Training a Yahtzee Agent with Reinforcement Learning

I love Yahtzee and I'm trying to learn more about reinforcement learning, so I decided I would create a Yahtzee agent and train it using RL. This ended up being surprisingly difficult, so I've written up the journey here.

As a side note before we get started, I know that optimal Yahtzee can be solved via dynamic programming, but I wanted to do this as a learning exercise anyway. I also wanted to use this as an opportunity to try out Opus 4.5 on a big project and see what all the hype was about.

Because I was most focused on learning about RL and PPO, I wanted to train this model in as black-box of a way as possible. As such, I didn't implement any reward shaping here.
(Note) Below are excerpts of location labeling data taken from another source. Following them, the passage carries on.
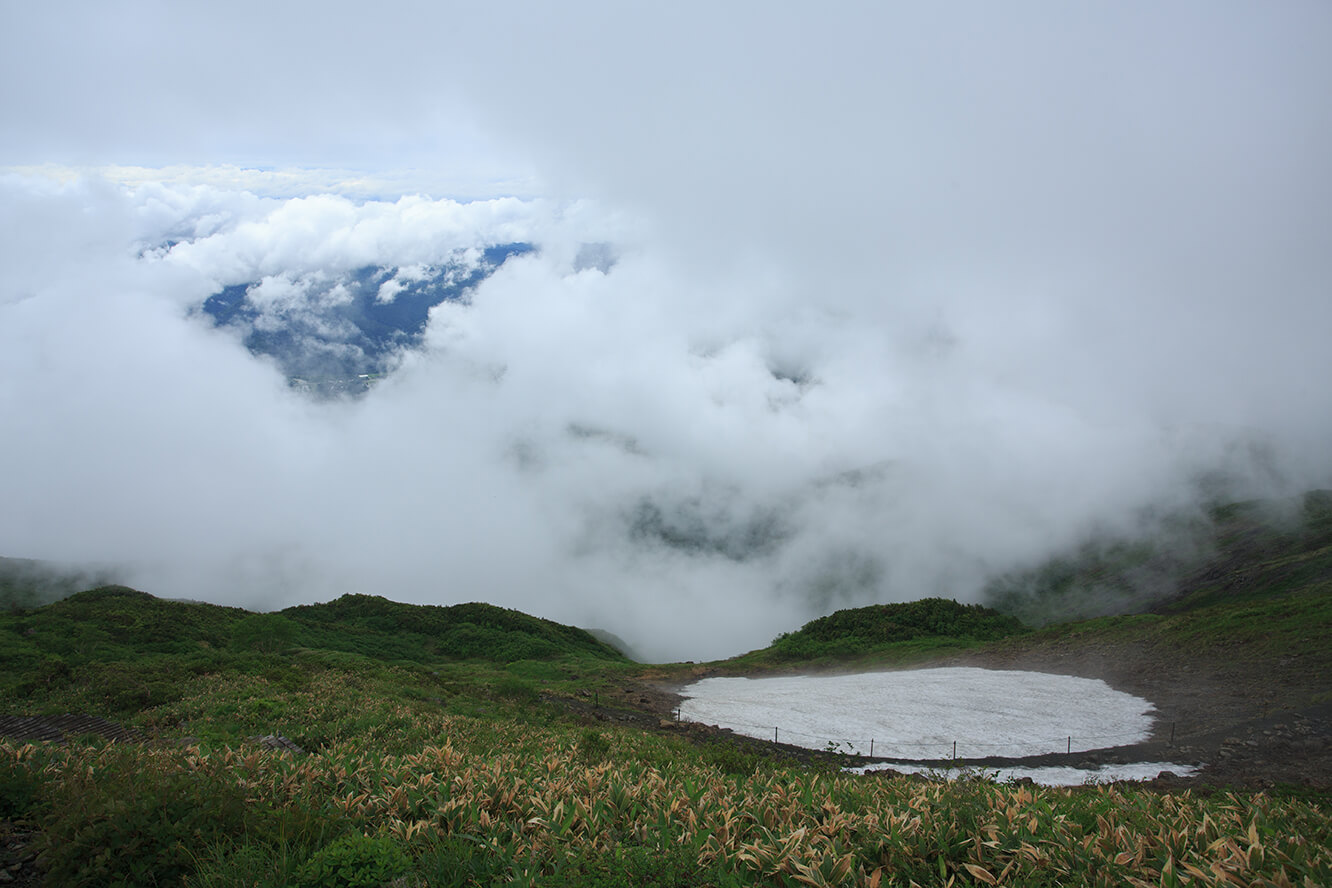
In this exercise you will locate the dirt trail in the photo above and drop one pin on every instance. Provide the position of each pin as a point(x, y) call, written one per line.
point(1247, 724)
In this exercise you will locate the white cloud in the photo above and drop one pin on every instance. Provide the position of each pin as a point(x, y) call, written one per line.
point(941, 286)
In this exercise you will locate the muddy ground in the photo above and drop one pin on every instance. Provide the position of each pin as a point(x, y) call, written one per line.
point(1247, 724)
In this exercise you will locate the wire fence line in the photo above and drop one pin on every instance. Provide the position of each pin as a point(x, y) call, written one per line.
point(951, 748)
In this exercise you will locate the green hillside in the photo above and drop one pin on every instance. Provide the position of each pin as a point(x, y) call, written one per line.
point(478, 746)
point(930, 625)
point(390, 630)
point(1238, 551)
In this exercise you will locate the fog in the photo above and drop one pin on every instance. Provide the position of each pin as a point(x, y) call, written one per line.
point(883, 302)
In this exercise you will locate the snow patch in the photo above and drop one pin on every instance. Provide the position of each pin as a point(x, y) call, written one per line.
point(921, 714)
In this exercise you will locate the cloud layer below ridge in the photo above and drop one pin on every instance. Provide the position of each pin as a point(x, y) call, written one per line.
point(898, 300)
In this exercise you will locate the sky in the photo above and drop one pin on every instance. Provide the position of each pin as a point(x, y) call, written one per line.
point(905, 296)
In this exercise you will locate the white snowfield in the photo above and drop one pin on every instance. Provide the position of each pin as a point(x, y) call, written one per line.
point(921, 714)
point(1050, 776)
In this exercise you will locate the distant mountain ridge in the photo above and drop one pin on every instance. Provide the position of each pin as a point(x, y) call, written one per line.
point(336, 326)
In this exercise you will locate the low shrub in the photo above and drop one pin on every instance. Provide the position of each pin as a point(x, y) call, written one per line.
point(354, 862)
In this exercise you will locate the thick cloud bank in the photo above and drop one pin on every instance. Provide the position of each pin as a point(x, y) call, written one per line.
point(823, 309)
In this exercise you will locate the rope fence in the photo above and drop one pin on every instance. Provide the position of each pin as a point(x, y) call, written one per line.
point(887, 747)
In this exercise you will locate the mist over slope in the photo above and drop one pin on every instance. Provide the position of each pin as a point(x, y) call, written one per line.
point(863, 306)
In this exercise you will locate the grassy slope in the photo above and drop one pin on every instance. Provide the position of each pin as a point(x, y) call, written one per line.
point(456, 771)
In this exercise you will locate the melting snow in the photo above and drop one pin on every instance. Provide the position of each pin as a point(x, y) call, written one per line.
point(919, 714)
point(1050, 776)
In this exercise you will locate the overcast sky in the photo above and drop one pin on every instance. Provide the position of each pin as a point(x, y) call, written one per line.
point(906, 294)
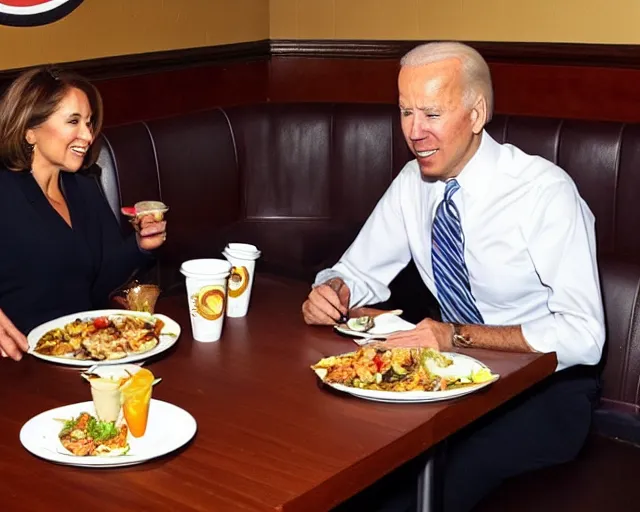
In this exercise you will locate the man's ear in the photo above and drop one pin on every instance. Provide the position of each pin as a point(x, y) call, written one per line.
point(479, 115)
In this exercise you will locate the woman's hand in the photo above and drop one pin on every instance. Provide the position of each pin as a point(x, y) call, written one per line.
point(12, 342)
point(151, 233)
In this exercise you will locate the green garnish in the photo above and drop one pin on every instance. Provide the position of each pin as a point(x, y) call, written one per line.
point(97, 430)
point(101, 430)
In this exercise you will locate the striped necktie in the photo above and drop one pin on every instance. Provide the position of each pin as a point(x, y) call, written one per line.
point(449, 269)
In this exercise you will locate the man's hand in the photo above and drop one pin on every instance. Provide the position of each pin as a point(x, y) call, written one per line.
point(151, 233)
point(326, 303)
point(428, 333)
point(12, 341)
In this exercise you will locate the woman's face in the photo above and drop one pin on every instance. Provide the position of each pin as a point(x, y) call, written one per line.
point(62, 141)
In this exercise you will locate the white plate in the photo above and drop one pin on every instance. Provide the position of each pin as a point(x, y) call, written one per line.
point(462, 365)
point(383, 325)
point(168, 428)
point(168, 337)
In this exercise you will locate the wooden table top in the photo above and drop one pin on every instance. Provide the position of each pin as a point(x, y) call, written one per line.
point(270, 437)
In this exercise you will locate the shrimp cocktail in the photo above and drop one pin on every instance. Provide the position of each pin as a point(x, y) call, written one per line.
point(142, 209)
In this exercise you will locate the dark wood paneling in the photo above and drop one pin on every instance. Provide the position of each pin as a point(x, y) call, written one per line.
point(546, 79)
point(155, 95)
point(333, 79)
point(549, 90)
point(155, 62)
point(578, 92)
point(161, 84)
point(576, 54)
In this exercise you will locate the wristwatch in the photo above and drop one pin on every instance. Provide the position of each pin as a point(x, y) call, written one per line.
point(458, 339)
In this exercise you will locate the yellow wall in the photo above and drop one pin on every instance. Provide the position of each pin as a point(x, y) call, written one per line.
point(578, 21)
point(102, 28)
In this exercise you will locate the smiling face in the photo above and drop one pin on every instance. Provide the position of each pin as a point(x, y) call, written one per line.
point(442, 130)
point(62, 141)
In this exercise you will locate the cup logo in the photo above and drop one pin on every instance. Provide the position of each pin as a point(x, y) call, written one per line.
point(26, 13)
point(238, 281)
point(209, 302)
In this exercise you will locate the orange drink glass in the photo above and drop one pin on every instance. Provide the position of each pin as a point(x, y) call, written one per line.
point(136, 396)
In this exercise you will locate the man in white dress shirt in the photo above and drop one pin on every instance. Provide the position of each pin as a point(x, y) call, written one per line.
point(524, 278)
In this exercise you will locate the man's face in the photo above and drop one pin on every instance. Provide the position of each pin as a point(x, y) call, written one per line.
point(441, 130)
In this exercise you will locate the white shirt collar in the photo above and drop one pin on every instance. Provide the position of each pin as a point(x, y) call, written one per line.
point(478, 174)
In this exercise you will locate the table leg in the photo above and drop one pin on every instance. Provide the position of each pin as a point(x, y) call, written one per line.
point(425, 486)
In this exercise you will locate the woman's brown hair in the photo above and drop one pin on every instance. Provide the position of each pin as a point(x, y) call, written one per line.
point(29, 101)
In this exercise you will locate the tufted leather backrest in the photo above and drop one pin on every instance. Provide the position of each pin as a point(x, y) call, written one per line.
point(298, 180)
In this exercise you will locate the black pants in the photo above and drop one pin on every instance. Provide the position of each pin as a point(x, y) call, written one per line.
point(546, 425)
This post is about the process of building my Yahtzee agent. I'll go through each aspect of the project, how it evolved over time, and what I learned. If you are looking for a description of the code, how to use it, or results, check out the repo.

The observation space

For the observation space, we need at a minimum the following information:

Which categories have been scored already
The state of the dice
The current roll number (i.e. 1, 2, or 3)

For my first attempt, I created a 46d observation space that included the following:

a 6d one-hot vector for each die (30d total)
a 13d vector representing the scorecard. -1 represented an empty spot and 0+ represented the score of a filled spot
a 3d one-hot roll count vector

I quickly realized that it would be much better to provide a sorted list of one-hot dice vectors. This way the network doesn't have to learn permutation invariance on its own (e.g. that 11112 is equivalent to 21111). This provided a huge training speedup.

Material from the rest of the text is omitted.